ダイナミックレンジを重視するために、音圧を上げないという議論はよく行われることです。しかし、音圧=ダイナミックレンジの欠如、或いはリミッターを効かせての音楽制作というものが全て悪なのか否か?経験から少し書いてみたくなりました。
上の写真は、アメリカで制作された音源をマスタリングした折のファイル画像です。上段がミキシングのみ、下段がマスタリング後のファイルとなります。もともとミキシングで迫力ある音源を制作してきているので、それなりに音楽自体に力というものはありましたし、ミキシング後のファイルでもそれを思わせるところのある、リミッターがしっかりと効いているのが分かります。
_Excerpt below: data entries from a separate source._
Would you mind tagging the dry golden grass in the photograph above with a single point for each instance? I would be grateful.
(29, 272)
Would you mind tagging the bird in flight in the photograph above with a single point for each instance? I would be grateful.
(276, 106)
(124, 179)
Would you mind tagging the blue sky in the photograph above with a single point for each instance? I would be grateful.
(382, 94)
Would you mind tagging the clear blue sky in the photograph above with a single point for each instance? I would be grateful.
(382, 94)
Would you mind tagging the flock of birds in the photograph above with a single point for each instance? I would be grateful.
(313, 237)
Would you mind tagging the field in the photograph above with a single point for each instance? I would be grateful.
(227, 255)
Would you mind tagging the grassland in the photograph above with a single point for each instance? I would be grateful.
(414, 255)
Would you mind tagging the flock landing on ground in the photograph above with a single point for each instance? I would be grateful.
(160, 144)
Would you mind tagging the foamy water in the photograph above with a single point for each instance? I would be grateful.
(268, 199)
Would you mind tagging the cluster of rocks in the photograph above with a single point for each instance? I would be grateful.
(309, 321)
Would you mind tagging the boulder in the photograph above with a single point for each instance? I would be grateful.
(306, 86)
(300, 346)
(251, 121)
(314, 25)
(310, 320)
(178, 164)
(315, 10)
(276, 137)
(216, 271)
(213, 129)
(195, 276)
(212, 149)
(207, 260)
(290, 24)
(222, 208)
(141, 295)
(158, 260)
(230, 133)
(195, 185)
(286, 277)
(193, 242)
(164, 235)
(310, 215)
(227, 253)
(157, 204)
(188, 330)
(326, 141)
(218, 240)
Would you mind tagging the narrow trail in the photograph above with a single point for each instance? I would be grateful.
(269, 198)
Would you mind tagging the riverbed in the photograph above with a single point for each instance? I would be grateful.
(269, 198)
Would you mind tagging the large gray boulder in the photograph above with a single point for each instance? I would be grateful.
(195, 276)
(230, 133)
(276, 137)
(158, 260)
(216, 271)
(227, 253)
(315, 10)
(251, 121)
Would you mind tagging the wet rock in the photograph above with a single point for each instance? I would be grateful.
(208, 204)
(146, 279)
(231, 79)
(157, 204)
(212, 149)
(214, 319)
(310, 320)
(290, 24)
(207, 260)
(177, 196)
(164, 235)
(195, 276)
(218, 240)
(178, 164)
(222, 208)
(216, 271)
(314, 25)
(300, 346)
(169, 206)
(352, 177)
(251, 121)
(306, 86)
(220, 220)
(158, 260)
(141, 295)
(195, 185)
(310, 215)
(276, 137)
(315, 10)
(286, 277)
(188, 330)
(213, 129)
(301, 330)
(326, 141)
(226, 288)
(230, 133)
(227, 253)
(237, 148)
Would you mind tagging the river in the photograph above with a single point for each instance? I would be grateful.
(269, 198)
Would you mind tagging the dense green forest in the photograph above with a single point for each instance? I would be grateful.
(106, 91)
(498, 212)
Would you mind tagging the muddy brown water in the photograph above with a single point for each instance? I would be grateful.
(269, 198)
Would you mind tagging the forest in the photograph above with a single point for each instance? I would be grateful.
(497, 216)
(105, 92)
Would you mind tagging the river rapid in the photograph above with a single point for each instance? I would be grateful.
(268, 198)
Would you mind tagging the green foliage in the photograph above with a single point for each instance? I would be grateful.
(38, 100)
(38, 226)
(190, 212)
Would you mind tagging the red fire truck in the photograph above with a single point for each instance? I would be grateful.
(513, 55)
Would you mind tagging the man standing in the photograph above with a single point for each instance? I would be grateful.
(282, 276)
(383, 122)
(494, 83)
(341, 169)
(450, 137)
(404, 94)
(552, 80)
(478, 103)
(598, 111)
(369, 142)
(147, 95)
先の冒頭で述べた議論ように、この楽曲もダイナミックレンジというものはあまりなく、楽曲の方向性として自然と音圧が上がってしまうような製作の仕方をしています。その上で、リミッターを用い暴れる楽音を抑えているという認識のほうが良いかと思います。
ここで一点気付いていただきたのが、音楽を制作する上で自然と音圧が上がるような作り込みをしているのか?或いは、音圧重視で楽音も何も考えることなく、兎に角音圧を求めるような制作をしているのか否かという点です。リミッターの用い方も、あくまで全体の楽音を考えた折に、最終的な形で暴れる楽器を抑える用い方なのか?或いは音圧が出ないが故に、強引に音量を上げていくための道具として用いるのかで、出来上がる音源の質というものは全く違ったものになります。特にハードギアのリミッターか、或いは簡易的に用いることのできるプラグインかでも明らかにその音色というものは異なります。
そして上記写真のマスタリング時に受け取った音源は、上質な作り込みは勿論のこと、ふんだんにハードギアを用られたがゆえに、根本的な楽音としての熱エネルギーが全く異なるものでした。そして、ファイルを上下見比べていただきたいところとして、当方で行っているマスタリング自体は音圧を狙ったものではなく、ミキシングでは表現しきれない微細な楽器の存在というものと、美しく表現されている裏メロなどの扱いを楽曲に埋もれさせず、しっかりと曲の中で溶け合うように作り上げることを主軸とした考えを用いています。そして、現代のオーディオ環境に沿うよう、上下の周波数帯を美しく強調することで、楽曲としての迫力も確保しています。
上質な音圧のあるミキシングから、音圧ではなく楽曲が芸術性を持って表現されるマスタリングを行った場合、リミッターで消えたかのように見えるダイナミックレンジは、写真の上下ファイルのように再度生み出されます。潰したものを再度エクステンションするという行為は、そもそもが不可能と考えられますし、何とも不思議に思えるかもしれませんが、紛れもない事実としてファイルの画像がそれを物語っています。これも狙ってこうしたファイルを作り上げるのではなく、楽曲の芸術性を重視して行った最終地点として、このような結果をもたらすことも可能になります。その上、ミキシング時に表現された音圧はしっかりと確保され、更にはマスタリングならではの作り込み故の迫力も得ることが出来ます。
昨今の機材の進化と、マスタリングに求められる最先端の要求とは、もはやこれまでの常識を遥かに超越しています。実際こんなありえないようなことにも挑戦する必要があり、またそれを可能とする機材をメーカーが開発してきています。これからの楽曲制作は、常識の枠を大きくはみ出した手法を用いるエンジニアが生き残る世界になるでしょう。それこそが才能であり、能力として評価される日が近々訪れることは間違いないでしょう。